Elevated neuroinflammation, autoimmunity, and altered IgG glycosylation profile in the cerebral spinal fluid of severe COVID-19 patients.

BACKGROUND AND OBJECTIVES

A spectrum of neurologic complications associated with COVID-19 are well documented. While neuroinflammation in the brain of COVID-19 patients likely contributes to these complications, the mechanisms of neuroinflammation and correlates of neurologic complications remain elusive, especially since the etiologic pathogen of COVID-19, SARS-CoV-2, minimally invades the CNS. This study aimed to evaluate markers of neuroinflammation, IgG glycosylation patterns indicative of pro- or anti-inflammatory state, and prevalence of brain auto-reactive antibodies in the CSF of COVID-19 patients and their relationship to brain neuropathology.

METHODS

We evaluated the CSF of 11 deceased unvaccinated COVID-19 donors and 13 matched non-COVID-19 controls.
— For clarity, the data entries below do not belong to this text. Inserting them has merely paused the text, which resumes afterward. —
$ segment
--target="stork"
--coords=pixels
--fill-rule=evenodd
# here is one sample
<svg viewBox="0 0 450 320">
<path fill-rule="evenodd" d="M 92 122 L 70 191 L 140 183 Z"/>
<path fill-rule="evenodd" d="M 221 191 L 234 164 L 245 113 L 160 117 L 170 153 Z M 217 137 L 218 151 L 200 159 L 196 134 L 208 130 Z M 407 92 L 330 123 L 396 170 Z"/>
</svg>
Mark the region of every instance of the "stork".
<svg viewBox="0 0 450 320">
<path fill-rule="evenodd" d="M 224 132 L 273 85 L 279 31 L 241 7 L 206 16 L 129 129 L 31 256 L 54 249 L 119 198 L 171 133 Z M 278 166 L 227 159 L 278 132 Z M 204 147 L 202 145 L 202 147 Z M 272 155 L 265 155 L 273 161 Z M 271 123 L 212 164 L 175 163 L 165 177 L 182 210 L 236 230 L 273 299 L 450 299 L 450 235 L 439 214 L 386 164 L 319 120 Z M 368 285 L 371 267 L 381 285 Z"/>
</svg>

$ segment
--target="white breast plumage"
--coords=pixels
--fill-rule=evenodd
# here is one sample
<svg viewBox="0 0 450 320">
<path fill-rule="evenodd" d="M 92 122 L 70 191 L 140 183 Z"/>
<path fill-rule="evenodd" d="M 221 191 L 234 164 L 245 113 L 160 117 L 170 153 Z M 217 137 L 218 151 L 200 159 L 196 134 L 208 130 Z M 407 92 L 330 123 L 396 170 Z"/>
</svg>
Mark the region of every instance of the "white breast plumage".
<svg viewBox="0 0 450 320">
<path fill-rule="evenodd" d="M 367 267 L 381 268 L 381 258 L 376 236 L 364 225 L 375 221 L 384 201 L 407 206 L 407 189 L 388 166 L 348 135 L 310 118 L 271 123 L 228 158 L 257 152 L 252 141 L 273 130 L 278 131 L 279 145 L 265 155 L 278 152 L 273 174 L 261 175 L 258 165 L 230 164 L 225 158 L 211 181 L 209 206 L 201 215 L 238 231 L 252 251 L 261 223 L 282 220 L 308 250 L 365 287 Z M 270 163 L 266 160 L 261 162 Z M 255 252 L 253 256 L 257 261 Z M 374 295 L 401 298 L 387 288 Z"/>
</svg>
Markers of neuroinflammation, IgG glycosylation patterns, and brain auto-reactive antibodies were assessed, along with their correlation to brain neuropathology. Statistical analyses were performed to compare groups and assess relationships between variables, using non-parametric tests and bootstrap analysis.

RESULTS

COVID-19 CSF showed higher levels of neopterin and ANNA-1, markers of neuroinflammation and autoimmunity, respectively, and lower IFN response compared to non-COVID-19 donors. In brain regions of high microglial activation, IL4 and RANTES were significantly increased. SARS-CoV-2 was undetectable in the CSF and brain of COVID-19 donors, yet anti-SARS-CoV-2 CSF antibodies were detected. Fucosylated IgG were associated with Spike IgG, CSF protein, and soluble CD14, whereas afucosylated bisecting IgG were inversely correlated with Spike IgG. Sialic acid containing IgG were positively correlated with IL1β and TNFα. These associations were not found in non-COVID-19 donors. Inflammatory agalactosylated fucosylated IgG (G0F) were associated with infiltrating CD4 + T cells in the brains of COVID-19 donors. COVID-19 donor CSF displayed higher levels of auto-reactive antibodies to human brain antigens compared to non-COVID-19 donors and donors with positive autoantibodies showed higher levels of neopterin.

DISCUSSION

These data describe increased neuroinflammation and autoreactive antibody markers in the CSF of COVID-19 donors and suggest that IgG glycosylation and autoimmunity may contribute to COVID-19 pathology, highlighting potential mechanisms underlying the neurologic complications associated with COVID-19.